In 1940, the land around Ampilatwatja was taken up by settler John ‘Nugget’ Morton, who is connected to the Coniston Massacre of Aboriginal people in 1928. The resultant Ammaroo Station became a gathering place for Alyawarr people in the ‘60s and ‘70s where many worked as drovers and fencers. In 1976 under the Native Titles Act Alyawarr families were granted a small plot at an area then known as Honeymoon Bore, about 10km from Ammaroo Station. This small settlement is what has now developed into the community of Ampilatwatja. In the 1990s the traditional owners gained small excisions from the local pastoral lease to continue their life on the land.
Services: Barkly Regional Council service centre and municipal workshops, Aherrenge community store, Aged Care Service, Night Patrol, Ampilatwatja Health Centre Aboriginal Corporation, Ampilatwatja Health Centre, police station.

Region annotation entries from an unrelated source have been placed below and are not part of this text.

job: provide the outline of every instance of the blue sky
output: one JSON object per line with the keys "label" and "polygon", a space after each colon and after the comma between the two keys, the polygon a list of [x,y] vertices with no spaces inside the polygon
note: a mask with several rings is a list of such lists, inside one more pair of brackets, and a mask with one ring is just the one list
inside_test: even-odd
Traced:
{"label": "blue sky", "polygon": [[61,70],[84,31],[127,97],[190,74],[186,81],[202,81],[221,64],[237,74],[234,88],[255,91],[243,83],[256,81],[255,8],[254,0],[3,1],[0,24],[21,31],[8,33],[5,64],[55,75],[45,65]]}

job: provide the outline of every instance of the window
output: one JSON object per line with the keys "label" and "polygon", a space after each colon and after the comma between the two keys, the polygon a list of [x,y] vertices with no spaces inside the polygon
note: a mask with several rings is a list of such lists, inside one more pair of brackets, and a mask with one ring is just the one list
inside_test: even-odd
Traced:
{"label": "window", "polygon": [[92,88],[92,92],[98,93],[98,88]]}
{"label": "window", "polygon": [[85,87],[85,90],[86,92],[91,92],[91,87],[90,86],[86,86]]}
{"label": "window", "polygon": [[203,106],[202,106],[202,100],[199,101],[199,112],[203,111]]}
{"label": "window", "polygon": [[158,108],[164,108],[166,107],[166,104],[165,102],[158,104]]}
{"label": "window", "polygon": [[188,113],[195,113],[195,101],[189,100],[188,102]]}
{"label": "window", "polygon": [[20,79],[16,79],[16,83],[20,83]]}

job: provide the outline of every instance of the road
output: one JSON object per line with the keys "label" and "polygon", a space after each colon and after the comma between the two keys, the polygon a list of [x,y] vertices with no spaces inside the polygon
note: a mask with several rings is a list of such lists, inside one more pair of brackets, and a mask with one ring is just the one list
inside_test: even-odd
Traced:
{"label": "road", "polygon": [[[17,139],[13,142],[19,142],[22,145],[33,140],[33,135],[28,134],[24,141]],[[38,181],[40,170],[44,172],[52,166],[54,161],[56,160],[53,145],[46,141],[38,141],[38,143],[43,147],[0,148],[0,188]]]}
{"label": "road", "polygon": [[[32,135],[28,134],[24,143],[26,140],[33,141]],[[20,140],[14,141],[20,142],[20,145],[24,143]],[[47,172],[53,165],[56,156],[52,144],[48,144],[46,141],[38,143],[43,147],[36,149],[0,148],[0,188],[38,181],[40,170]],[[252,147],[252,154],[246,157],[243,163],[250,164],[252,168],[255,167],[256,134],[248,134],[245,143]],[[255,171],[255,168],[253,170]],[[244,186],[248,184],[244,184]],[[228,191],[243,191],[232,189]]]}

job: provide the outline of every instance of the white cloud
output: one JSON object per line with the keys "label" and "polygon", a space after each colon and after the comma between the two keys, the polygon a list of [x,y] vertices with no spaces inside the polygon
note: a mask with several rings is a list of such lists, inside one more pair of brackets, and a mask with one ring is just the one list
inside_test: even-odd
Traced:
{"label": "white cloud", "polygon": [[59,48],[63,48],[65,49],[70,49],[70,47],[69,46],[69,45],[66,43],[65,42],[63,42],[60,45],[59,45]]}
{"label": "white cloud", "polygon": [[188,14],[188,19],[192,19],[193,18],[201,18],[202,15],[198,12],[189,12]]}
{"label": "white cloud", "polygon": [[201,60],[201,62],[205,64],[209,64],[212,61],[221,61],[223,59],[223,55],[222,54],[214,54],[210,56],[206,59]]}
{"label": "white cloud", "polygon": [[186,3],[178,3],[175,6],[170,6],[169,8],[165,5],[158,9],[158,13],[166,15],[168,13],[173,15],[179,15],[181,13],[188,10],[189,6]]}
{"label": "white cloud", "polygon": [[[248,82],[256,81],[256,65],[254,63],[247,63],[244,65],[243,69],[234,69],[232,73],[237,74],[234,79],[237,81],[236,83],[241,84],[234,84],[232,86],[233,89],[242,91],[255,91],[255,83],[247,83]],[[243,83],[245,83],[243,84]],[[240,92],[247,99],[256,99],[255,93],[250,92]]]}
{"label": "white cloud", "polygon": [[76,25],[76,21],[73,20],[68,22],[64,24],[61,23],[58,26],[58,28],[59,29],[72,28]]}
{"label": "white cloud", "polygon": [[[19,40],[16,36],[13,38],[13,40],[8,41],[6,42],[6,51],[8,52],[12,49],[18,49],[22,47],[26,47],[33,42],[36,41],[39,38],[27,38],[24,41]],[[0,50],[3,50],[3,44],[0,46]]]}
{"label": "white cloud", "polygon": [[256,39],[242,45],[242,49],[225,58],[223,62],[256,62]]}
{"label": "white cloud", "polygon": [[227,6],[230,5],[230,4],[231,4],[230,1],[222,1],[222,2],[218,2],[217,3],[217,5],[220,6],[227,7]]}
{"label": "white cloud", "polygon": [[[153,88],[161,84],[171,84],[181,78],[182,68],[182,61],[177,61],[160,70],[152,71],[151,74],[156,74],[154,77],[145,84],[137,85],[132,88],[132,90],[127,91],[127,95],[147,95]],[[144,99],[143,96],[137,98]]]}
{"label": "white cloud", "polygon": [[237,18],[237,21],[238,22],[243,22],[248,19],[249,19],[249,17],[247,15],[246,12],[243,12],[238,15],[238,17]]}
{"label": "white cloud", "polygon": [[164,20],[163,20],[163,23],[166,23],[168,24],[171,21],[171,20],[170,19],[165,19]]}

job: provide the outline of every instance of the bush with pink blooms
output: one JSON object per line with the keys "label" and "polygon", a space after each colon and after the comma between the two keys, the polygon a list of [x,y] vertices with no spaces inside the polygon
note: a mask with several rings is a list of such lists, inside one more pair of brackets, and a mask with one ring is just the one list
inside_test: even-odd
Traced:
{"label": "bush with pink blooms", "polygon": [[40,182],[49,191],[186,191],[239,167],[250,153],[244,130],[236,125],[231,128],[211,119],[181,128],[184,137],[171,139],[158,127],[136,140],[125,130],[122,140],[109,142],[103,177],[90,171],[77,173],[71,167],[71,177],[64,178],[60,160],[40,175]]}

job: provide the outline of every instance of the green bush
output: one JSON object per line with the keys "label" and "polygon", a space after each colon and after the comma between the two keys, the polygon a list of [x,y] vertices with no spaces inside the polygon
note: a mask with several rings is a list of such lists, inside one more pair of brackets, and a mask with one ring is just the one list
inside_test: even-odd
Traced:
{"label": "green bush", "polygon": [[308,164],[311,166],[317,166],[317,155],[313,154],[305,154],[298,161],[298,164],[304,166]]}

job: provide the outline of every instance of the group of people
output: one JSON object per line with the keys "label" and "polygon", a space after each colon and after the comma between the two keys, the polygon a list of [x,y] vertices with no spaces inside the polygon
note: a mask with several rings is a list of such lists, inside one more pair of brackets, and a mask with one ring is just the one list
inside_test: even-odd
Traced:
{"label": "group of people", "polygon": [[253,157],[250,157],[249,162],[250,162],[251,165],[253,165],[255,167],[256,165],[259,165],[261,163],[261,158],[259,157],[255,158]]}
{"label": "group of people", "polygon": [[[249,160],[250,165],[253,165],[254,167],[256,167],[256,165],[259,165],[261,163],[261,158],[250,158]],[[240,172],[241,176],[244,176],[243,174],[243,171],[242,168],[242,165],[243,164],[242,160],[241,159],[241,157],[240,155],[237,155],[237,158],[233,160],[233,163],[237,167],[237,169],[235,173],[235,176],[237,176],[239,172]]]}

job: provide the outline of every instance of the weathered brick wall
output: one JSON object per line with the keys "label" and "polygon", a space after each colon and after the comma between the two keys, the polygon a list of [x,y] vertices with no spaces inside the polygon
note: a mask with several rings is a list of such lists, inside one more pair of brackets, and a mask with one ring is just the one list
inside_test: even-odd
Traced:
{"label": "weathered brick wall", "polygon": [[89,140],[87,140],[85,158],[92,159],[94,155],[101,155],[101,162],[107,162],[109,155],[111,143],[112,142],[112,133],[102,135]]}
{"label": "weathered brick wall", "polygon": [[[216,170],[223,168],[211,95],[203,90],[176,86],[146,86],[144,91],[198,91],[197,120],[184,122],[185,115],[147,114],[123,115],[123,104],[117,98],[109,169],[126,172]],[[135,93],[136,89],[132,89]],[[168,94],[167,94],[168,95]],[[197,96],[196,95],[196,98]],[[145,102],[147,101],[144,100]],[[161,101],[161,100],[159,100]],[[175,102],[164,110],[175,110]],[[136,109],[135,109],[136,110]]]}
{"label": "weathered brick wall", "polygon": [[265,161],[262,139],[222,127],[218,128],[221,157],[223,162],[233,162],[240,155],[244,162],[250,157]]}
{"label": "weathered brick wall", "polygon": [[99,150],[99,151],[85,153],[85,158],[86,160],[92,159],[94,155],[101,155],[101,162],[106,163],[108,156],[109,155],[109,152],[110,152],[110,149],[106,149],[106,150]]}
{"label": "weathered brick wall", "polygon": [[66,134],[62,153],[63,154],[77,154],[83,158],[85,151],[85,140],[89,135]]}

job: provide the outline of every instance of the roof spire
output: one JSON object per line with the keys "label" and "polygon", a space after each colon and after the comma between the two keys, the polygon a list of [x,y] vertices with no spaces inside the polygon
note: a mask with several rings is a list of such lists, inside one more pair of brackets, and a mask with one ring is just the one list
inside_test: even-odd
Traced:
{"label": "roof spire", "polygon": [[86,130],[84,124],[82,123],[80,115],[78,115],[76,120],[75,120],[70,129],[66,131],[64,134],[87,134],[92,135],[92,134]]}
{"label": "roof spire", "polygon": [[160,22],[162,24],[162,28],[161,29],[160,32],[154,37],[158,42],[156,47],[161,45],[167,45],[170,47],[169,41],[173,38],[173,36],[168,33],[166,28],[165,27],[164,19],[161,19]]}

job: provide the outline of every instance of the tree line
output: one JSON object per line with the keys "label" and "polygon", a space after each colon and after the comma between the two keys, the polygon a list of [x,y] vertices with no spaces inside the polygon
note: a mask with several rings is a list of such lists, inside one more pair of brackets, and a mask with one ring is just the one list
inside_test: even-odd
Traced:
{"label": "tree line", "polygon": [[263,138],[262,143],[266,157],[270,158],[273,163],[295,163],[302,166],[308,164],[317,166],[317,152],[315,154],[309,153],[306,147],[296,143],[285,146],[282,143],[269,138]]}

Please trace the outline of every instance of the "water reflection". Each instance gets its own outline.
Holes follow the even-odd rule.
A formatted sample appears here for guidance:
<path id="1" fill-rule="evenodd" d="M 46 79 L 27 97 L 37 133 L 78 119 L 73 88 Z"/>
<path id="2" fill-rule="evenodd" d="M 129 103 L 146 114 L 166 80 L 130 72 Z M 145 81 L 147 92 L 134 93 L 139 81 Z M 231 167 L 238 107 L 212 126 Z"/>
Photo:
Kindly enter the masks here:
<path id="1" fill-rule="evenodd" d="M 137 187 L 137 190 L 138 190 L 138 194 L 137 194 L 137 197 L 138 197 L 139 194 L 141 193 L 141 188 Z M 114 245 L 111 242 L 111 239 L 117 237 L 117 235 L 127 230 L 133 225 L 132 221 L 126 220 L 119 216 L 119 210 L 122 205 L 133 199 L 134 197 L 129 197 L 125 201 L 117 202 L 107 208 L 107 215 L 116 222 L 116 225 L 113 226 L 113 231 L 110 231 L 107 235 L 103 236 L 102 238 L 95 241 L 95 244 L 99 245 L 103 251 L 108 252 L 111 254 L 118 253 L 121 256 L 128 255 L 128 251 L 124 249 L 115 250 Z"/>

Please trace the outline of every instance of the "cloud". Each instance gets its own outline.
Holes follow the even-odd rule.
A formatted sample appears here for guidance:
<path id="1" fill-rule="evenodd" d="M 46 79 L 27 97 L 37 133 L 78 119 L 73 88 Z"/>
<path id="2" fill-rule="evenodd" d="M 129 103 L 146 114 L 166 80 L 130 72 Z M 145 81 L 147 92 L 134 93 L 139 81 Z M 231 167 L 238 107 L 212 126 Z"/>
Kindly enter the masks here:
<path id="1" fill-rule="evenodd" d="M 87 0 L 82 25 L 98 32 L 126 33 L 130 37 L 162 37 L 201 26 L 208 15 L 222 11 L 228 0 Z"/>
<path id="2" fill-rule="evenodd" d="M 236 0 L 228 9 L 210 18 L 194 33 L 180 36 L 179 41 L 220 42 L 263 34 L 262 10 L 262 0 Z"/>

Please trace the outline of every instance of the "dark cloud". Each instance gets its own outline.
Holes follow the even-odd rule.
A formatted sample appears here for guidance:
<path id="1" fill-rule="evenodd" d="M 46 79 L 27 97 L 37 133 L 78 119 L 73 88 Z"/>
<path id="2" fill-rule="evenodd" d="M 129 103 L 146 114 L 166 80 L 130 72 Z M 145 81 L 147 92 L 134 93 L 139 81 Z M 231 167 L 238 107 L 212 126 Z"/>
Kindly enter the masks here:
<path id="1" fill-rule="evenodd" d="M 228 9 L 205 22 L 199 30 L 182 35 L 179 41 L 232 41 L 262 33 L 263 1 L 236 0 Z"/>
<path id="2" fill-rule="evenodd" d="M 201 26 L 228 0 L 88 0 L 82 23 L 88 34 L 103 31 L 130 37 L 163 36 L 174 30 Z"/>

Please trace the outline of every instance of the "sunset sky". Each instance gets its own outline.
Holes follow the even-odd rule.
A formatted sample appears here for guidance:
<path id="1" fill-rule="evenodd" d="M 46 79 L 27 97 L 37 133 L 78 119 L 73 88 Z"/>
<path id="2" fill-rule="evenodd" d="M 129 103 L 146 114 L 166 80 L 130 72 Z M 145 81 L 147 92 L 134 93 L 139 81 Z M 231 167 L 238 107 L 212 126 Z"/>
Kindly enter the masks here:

Artists of Ampilatwatja: The Community Art centre began in 1999 and artworks produced maintain a strong focus on Alyawarr lore, with a particular emphasis on the natural landscape. Most of the artists paint Arreth, which translates to ‘strong bush medicine’. The paintings pay homage to the significance and use of traditional bush medicine, allowing an insight into their community. The community of Ampilatwatja made a conscious decision not to paint ‘altyerr’ dreaming stories. The artists paint their country where those stories sit. The work produced by the artists is recognisably distinct from other Aboriginal artistic communities, due to the application of fine dots and the often bright and child-like figurative depiction of the land.
Infrastructure: Ampilatwatja Staff House, regional fencing, workforce development, local road improvement.
Airstrip: The 1200m long airstrip caters mainly for the Mail plan and Royal Flying Doctor Service. It is a day/night strip but closes during heavy rain.